Somewhere, Big Fish is supposed to be a story of an estranged father and son coming to terms with each other, with one coming to understand that the tall tales of the other are not so tall. The fantasy far outweighs the reality, which is why Big Fish, on some level, fails.

The stories told by father to son begin with the "true" and most extraordinary growth spurt young Bloom experienced as a boy. At age eight, his body sprouted unnaturally, confining him to bed until bodily muscle and tissue growth caught up to the abnormal bone growth. While confined to bed, Ed read the World Book Encyclopedia, specifically memorizing an article about goldfish which informed all that, if a goldfish raised in a confining bowl,he will not grow. But if the owl increases in size, the fish too can grow to three or four sizes beyond normal. Ed applies that knowledge to his own life and determines to set out to explore the world. Only by doing so can he grow exponentially, and so the title and metaphorical tilt of the film.

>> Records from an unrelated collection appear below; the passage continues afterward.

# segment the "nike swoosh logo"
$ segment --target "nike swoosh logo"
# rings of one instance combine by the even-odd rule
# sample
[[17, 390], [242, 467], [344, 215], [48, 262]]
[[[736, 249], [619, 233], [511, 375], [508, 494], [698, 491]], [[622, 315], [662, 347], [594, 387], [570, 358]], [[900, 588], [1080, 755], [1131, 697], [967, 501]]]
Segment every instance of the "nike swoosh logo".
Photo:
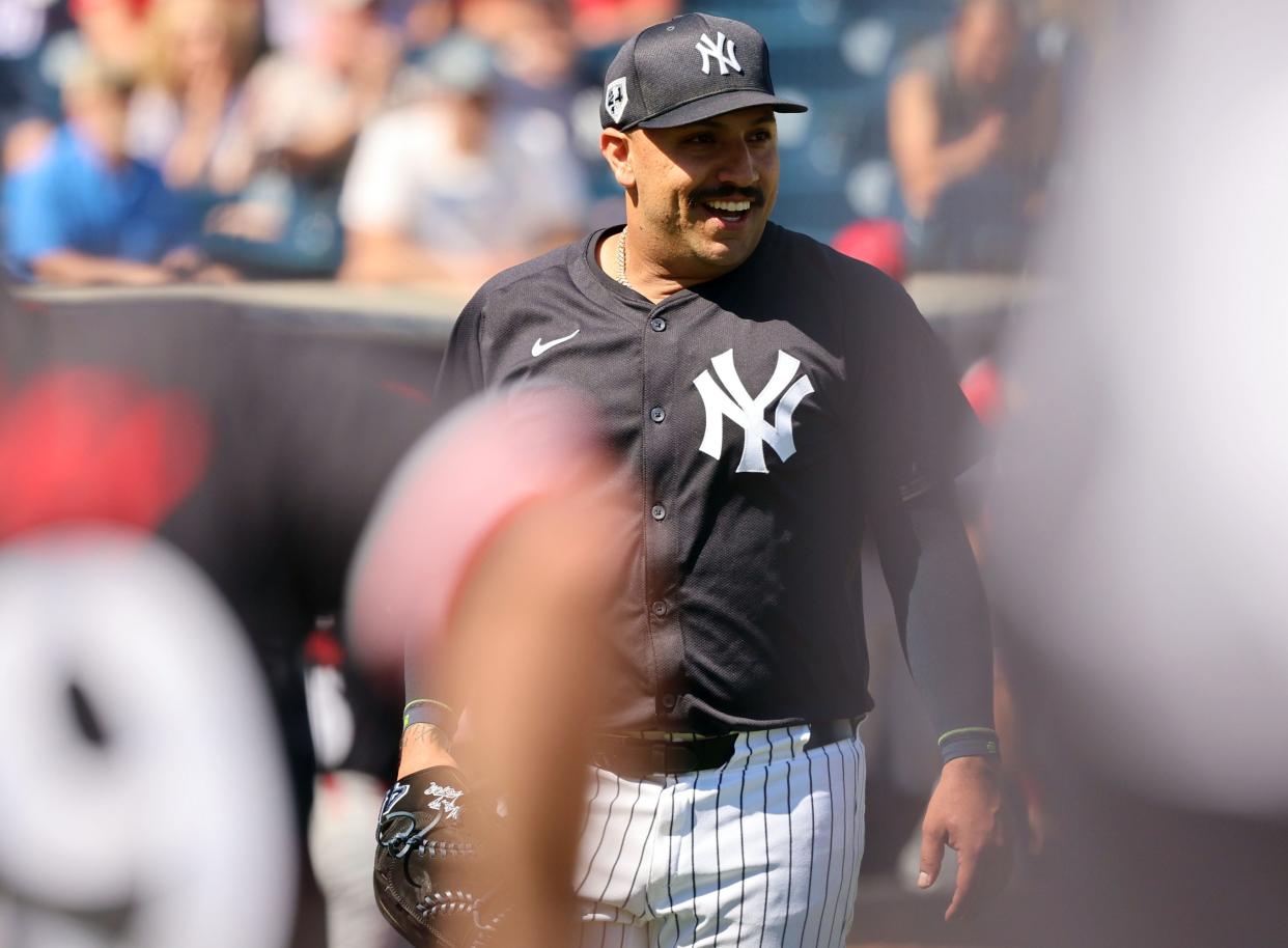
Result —
[[581, 332], [581, 327], [574, 328], [567, 336], [560, 336], [559, 339], [551, 339], [549, 343], [542, 343], [541, 341], [541, 336], [537, 336], [537, 341], [532, 344], [532, 358], [536, 358], [537, 356], [540, 356], [541, 353], [546, 352], [547, 349], [553, 349], [554, 346], [559, 345], [560, 343], [567, 343], [569, 339], [572, 339], [573, 336], [576, 336], [578, 332]]

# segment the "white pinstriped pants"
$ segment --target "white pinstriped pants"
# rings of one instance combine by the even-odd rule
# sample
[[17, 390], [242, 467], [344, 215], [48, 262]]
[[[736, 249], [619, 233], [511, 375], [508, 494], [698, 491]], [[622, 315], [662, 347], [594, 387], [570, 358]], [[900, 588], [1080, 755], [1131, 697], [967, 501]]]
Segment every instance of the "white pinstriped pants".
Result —
[[867, 760], [809, 726], [739, 734], [717, 770], [595, 768], [582, 948], [841, 948], [863, 855]]

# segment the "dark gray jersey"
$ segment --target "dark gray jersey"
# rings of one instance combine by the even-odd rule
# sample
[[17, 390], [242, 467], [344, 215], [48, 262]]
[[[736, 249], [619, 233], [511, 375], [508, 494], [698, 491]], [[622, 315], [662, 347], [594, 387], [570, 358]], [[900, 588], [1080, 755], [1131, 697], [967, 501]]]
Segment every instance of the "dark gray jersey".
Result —
[[601, 270], [603, 236], [479, 290], [440, 384], [590, 392], [643, 487], [607, 725], [866, 712], [866, 515], [951, 479], [974, 443], [934, 335], [898, 283], [774, 224], [735, 270], [657, 305]]

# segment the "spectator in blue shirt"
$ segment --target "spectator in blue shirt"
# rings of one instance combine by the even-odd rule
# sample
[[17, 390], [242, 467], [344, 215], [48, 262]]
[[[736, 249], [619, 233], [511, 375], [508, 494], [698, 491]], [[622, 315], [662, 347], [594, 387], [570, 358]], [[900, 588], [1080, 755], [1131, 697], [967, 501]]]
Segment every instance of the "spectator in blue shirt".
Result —
[[198, 276], [184, 246], [194, 209], [125, 152], [130, 85], [91, 62], [75, 70], [63, 88], [67, 122], [5, 180], [5, 243], [19, 276], [64, 285]]

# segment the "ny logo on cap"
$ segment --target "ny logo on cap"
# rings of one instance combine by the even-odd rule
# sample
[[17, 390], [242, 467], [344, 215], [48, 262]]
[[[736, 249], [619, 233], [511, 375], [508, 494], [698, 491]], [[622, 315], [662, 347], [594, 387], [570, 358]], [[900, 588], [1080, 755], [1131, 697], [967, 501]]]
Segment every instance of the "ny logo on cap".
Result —
[[696, 50], [702, 53], [702, 72], [711, 75], [711, 61], [715, 59], [720, 63], [720, 75], [728, 76], [729, 67], [732, 66], [735, 72], [742, 72], [742, 67], [738, 64], [737, 57], [733, 54], [733, 40], [726, 40], [724, 33], [716, 33], [715, 43], [706, 33], [702, 33], [702, 39], [694, 46]]
[[626, 111], [627, 100], [626, 76], [614, 79], [608, 84], [608, 89], [604, 90], [604, 108], [608, 109], [608, 115], [613, 116], [614, 122], [622, 120], [622, 112]]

As young man Ed and his friends will encounter a witch in the woods. Looking into the witch's glass eye will reveal the manner of a man's death, so it is said, and so it proves to be. Knowing the means of his demise will empower Ed and, one future day standing in the midst of a crowd at a traveling circus, he will see the woman he knows is destined to become his wife (Alison Lohman) -- and indentures himself to a circus ringmaster (Danny DeVito) to gather all the info he can to find and then win the lovely lass. Among the circus folk, Ed will form a fast friendship with Karl (Matthew McGrory), a giant whose own story will form a small part of the legend yet to come. As Karl and young Ed take to wandering the country, they will come to a fork in the road. Karl will take the modern road. Ed will wander the old path and find himself in the town of Spectre, where the townsfolk wear no shoes and a legendary and long missing poet (Steve Buscemi) has settled to work on his life's masterpiece. There are two more tales to tell, involving death defying volunteer missions undertaken during the War and some extraordinary encounters with country folk, these discovered by son Will as he attempts to sort fiction from reality as dad lies on a presumed death bed.

The only bend in the road is the fact that, as lovely to look at (and as incredulous) as these stories are, sooner or later you'll reach a point, as we did, and wonder exactly where this story is going? Luckily, a ten spot of minutes or so after your mind starts to wonder, if your mind behaves like our mind, Big Fish finds its footing and everything makes sense. Keeping its A-list footing is a supporting cast featuring Jessica Lange as the elder Bloom's wife Sandra, and Helena Bonham Carter in a couple of roles including the witch that sets everything in gear and the woman who explains the meaning of it all to Will.

On average, a first run movie ticket will run you Ten Bucks. Were Cranky able to set his own price to Big Fish, he would have paid . . .


As lovely and as fantastic as Big Fish's look"is and buried stories are, this is the first Tim Burton flick in a long time that didn't have our jaws dropping and/or that little voice in the back of our head going "ooo. Maybe we walked in expecting too much - after all, "fantastic" by Tim Burton standards is quite a different animal than for any other director.